The company aims to expand its national footprint to 500–700 centers by the end of the decade, significantly scaling from its current network.

Growth will be driven through:

  • Organic centre additions

  • Strategic acquisitions of regional eye-care players

  • Expansion into tier-II and tier-III cities

This strategy mirrors the consolidation playbook adopted by other successful healthcare roll-ups, where fragmented regional providers are integrated into a standardized national network.

Why Eye-Care Is Attracting Investor Capital

Ophthalmology has emerged as one of the most attractive healthcare sub-sectors for investors due to strong structural tailwinds, including:

  • India’s rapidly ageing population

  • Rising incidence of lifestyle-related eye disorders

  • Increasing cataract, refractive, and retinal procedures

  • Growing acceptance of organised healthcare in non-metro markets

ASG’s operating model combines tertiary eye-care hospitals with outreach and referral centers, allowing it to capture large patient volumes while maintaining clinical standardization.

Industry experts note that eye care benefits from:

  • Repeat patient visits

  • Elective procedures with predictable scheduling

  • High asset utilisation

  • Lower dependence on insurance reimbursement cycles

These features help generate stable cash flows a key factor for public market investors.
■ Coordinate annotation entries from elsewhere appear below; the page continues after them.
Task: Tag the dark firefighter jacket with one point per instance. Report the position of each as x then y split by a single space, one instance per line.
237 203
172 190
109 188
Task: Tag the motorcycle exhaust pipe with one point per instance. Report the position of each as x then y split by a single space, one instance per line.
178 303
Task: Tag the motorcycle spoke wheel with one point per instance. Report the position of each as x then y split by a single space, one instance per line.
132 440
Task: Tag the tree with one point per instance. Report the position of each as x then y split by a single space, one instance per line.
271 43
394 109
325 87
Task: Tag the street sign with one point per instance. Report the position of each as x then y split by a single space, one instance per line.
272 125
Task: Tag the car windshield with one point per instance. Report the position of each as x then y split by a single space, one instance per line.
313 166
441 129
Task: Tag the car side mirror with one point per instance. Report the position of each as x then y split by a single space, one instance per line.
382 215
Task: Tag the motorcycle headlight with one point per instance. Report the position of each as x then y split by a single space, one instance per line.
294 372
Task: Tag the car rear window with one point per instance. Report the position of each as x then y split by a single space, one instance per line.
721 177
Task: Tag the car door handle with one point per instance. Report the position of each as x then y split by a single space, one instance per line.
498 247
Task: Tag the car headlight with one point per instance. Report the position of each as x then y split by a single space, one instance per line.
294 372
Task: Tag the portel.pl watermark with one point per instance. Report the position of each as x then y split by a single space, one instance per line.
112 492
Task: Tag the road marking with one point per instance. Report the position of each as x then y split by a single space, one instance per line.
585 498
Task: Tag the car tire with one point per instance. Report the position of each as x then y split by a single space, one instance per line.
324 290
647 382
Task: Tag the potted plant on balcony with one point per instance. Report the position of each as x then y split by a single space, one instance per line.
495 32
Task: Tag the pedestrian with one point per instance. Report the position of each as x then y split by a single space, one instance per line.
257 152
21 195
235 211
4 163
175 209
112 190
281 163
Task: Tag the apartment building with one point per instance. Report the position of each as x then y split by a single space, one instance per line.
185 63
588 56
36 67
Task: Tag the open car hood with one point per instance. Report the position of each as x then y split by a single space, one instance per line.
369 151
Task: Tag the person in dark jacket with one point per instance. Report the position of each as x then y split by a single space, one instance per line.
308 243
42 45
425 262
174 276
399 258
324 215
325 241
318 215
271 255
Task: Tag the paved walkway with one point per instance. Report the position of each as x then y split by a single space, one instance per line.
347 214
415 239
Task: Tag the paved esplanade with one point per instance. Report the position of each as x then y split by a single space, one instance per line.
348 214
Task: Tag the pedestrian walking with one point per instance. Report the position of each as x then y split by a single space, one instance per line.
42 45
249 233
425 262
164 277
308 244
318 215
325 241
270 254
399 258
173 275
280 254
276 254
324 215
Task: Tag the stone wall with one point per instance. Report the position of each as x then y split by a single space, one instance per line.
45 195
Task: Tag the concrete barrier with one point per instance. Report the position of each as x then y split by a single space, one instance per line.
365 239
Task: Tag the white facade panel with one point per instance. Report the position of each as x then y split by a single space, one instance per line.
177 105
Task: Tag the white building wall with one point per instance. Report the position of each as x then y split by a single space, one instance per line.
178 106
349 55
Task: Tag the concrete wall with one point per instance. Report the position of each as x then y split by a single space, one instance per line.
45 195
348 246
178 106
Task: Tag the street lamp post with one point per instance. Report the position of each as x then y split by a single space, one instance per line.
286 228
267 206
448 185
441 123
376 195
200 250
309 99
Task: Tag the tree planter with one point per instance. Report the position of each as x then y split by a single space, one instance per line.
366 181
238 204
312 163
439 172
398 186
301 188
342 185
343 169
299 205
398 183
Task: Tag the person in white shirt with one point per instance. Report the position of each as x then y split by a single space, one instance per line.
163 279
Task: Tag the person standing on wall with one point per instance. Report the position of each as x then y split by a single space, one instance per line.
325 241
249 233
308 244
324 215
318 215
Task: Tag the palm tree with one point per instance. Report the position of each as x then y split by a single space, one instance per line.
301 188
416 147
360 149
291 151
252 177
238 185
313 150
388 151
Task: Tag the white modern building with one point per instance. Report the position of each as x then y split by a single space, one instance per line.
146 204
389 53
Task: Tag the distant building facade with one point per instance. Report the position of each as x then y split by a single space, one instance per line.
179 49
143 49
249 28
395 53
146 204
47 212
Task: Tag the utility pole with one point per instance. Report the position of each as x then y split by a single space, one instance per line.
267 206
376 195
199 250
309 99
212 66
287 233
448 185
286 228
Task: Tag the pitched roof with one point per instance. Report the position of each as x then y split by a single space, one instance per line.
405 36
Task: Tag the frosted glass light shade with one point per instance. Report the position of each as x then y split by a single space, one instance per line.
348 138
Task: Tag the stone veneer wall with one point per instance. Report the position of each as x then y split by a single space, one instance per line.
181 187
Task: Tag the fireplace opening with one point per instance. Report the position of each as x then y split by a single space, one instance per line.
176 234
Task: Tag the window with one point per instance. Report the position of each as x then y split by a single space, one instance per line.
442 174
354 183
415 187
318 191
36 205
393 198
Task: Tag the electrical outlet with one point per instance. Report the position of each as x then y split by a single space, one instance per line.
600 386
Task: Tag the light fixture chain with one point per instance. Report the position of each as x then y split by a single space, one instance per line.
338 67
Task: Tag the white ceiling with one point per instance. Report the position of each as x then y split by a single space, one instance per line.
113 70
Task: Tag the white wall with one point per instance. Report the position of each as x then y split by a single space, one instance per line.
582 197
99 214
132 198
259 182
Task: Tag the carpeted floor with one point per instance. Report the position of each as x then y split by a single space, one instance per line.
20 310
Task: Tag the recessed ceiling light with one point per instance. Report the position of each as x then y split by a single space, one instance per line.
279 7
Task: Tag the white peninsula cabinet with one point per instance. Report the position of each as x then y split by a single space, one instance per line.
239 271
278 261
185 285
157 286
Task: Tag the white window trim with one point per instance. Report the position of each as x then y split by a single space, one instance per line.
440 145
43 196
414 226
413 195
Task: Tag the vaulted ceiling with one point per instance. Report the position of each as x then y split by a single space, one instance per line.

M&A Strategy: Sharp Sight Merger

ASG has also actively pursued inorganic growth. Its recent merger with Sharp Sight Eye Hospitals is viewed as a scale-enhancing move ahead of the IPO.

The transaction strengthens ASG’s:

  • Geographic reach

  • Clinical depth

  • Brand presence in key urban clusters

The merger aligns with ASG’s broader consolidation strategy aimed at building a dominant national ophthalmology platform before entering the public markets.

Backed by Global Private Equity

ASG’s shareholder base includes some of the most prominent names in global and domestic private equity.

In a previous funding round, General Atlantic and Kedaara Capital, along with Foundation Holdings, invested ₹1,500 crore into the company to accelerate expansion and strengthen institutional governance.

Founded in 2005 as a doctor-led enterprise, ASG has steadily evolved into one of India’s largest organized eye-care chains a combination that typically resonates strongly with long-term institutional investors.

What Comes Next

The IPO’s timing will depend on:

  • Equity market conditions

  • Healthcare sector sentiment

  • Regulatory approvals

If market conditions remain supportive, ASG Eye Hospitals could file draft papers in the coming quarters, potentially positioning the listing as one of the largest healthcare IPOs of the cycle. For investors, the issue represents exposure to a fast-growing healthcare vertical benefiting from demographic trends, increasing medical penetration, and consolidation-led scale.

For India’s capital markets, the IPO may serve as a key test of public appetite for specialty healthcare platforms and could pave the way for more such listings in diagnostics, fertility, oncology, and day-care surgery segments.